Thanks. I have been able to run the VEP 98 version but still I have the same problem:

/PATH/miniconda3/envs/salmon/ensembl-vep-98.3-0/vep -i combined.11samples.subset.freebayes.vcf  -o GRW4_VEP_results.txt --species plasmodium_relictum --database --genomes

Possible precedence issue with control flow operator at /PATH/miniconda3/envs/salmon/lib/site_perl/5.26.2/Bio/DB/IndexedBase.pm line 845.
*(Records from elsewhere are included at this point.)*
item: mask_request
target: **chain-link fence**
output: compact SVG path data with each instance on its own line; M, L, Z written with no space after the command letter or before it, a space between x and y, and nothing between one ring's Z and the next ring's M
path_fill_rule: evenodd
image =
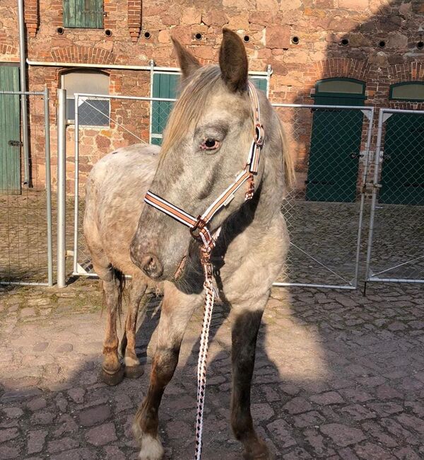
M283 207L290 246L276 284L355 289L374 109L274 106L298 178Z
M424 110L379 113L366 281L424 283Z
M49 148L47 90L0 91L0 284L52 284Z
M74 275L92 274L82 234L86 176L114 149L149 140L160 144L172 102L75 95ZM291 243L278 282L355 289L374 110L283 104L276 110L299 178L283 209Z

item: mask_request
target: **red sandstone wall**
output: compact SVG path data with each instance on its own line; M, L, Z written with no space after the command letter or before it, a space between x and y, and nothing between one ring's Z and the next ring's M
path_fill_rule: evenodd
M156 65L176 66L172 35L190 47L202 62L214 62L220 30L226 25L242 36L249 35L246 48L252 69L263 71L267 64L272 66L270 99L273 102L312 103L310 95L317 80L347 76L367 82L367 104L387 106L391 84L424 79L424 50L416 46L423 39L423 32L419 32L424 25L422 0L144 0L142 9L141 0L105 0L104 29L65 29L61 35L57 31L63 25L61 0L25 0L25 4L28 57L34 61L103 64L107 70L108 64L146 65L151 59ZM105 29L112 31L111 37L106 37ZM149 40L144 38L145 31L151 33ZM200 40L194 38L197 33L202 34ZM298 45L292 43L293 36L300 38ZM349 40L348 46L340 45L342 38ZM386 47L380 49L378 43L382 40ZM2 0L0 62L15 62L17 58L16 2ZM46 84L52 92L53 152L54 101L62 70L37 67L28 70L31 90L41 90ZM148 78L148 72L112 71L110 92L147 96ZM130 105L112 103L112 115L121 117L128 129L131 127L146 135L148 108L139 103ZM419 107L406 103L396 106ZM290 130L290 117L298 115L293 111L285 117ZM296 125L302 129L296 140L297 169L302 184L306 176L310 117L302 115ZM71 127L67 137L71 174ZM81 183L93 161L110 149L136 140L130 137L113 125L110 130L84 130ZM40 134L37 139L33 140L35 148L41 149ZM71 176L69 187L73 187Z

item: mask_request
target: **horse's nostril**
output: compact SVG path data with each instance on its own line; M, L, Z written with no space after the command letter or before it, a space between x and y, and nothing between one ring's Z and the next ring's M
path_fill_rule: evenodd
M148 254L141 261L143 271L151 278L158 278L163 272L163 267L159 259L153 254Z

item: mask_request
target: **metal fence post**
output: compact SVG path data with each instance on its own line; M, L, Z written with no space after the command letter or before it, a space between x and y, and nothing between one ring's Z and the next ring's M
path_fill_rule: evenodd
M66 91L57 90L57 287L65 287L66 211Z
M44 91L45 105L45 145L46 151L46 212L47 220L47 282L53 286L53 243L52 235L52 175L50 166L50 111L49 109L49 89Z
M371 200L371 214L370 216L370 225L368 227L368 243L367 246L367 259L365 262L365 281L364 292L367 288L367 282L370 278L370 264L371 263L371 251L372 250L372 236L374 232L374 219L375 216L375 207L377 206L377 194L378 193L378 176L379 171L379 161L382 151L382 137L383 133L383 124L384 122L384 110L380 109L378 117L377 130L377 144L374 156L374 178L372 180L372 197Z

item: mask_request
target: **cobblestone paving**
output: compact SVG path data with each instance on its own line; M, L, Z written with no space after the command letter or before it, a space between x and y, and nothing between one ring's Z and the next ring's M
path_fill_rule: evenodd
M139 333L139 380L98 379L103 318L97 282L0 291L0 459L136 458L130 432L146 390L158 300ZM278 459L424 458L424 290L275 289L252 386L259 432ZM160 409L166 458L194 454L201 312L184 340ZM214 312L204 460L242 459L228 426L230 316ZM147 356L146 346L148 344Z

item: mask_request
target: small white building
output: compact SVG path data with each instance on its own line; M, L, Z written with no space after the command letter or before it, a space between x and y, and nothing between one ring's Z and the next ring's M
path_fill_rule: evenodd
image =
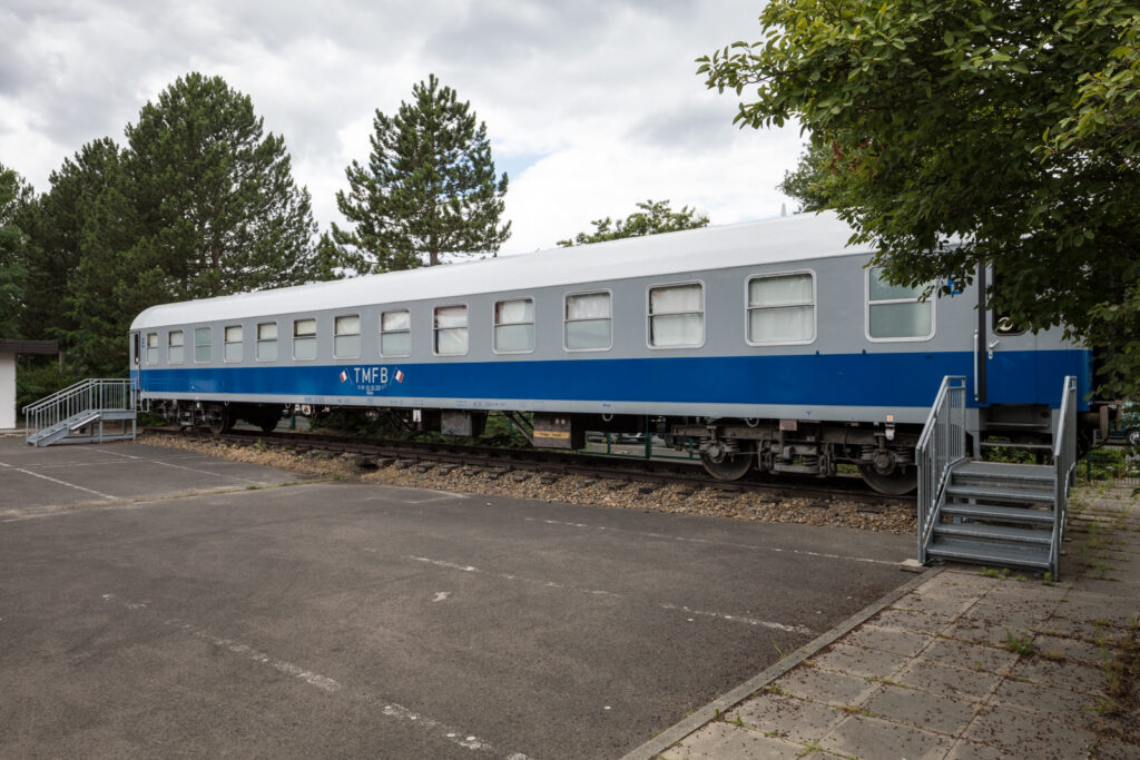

-------------------- WARNING ----------------------
MSG: plasmodium_relictum is not a valid species name (check DB and API version)
FILE: Bio/EnsEMBL/Registry.pm LINE: 1334
CALLED BY: Bio/EnsEMBL/Registry.pm  LINE: 1109
Date (localtime)    = Thu Dec  5 13:17:27 2019
Ensembl API version = 98
---------------------------------------------------

-------------------- EXCEPTION --------------------
MSG: Can not find internal name for species 'plasmodium_relictum'
STACK Bio::EnsEMBL::VEP::BaseVEP::get_database_assembly /PATH/miniconda3/envs/salmon/ensembl-vep-98.3-0/modules/Bio/EnsEMBL/VEP/BaseVEP.pm:419
STACK Bio::EnsEMBL::VEP::BaseRunner::setup_db_connection /PATH/miniconda3/envs/salmon/ensembl-vep-98.3-0/modules/Bio/EnsEMBL/VEP/BaseRunner.pm:123
STACK Bio::EnsEMBL::VEP::Runner::init /PATH/miniconda3/envs/salmon/ensembl-vep-98.3-0/modules/Bio/EnsEMBL/VEP/Runner.pm:118
STACK Bio::EnsEMBL::VEP::Runner::run /PATH/miniconda3/envs/salmon/ensembl-vep-98.3-0/modules/Bio/EnsEMBL/VEP/Runner.pm:194
STACK toplevel /PATH/miniconda3/envs/salmon/ensembl-vep-98.3-0/vep:224
Date (localtime)    = Thu Dec  5 13:17:27 2019
Ensembl API version = 98

0
Entering edit mode

needs to be --genomes at the end, not --genome

0
Entering edit mode

I doesn't work with --genomes it gives the same error

1
Entering edit mode

Sorry, I forgot there is an extra option for some of the bacteria and protist databases. Please add is_multispecies 1 to your command. Because the database contains lots of strains, you also need to give the more specific genome name of --species plasmodium_relictum_gca_900005765. I know there is only one Plasmodium relictum genome in the database at the moment, but this allows us to add more in future without changing the aliases.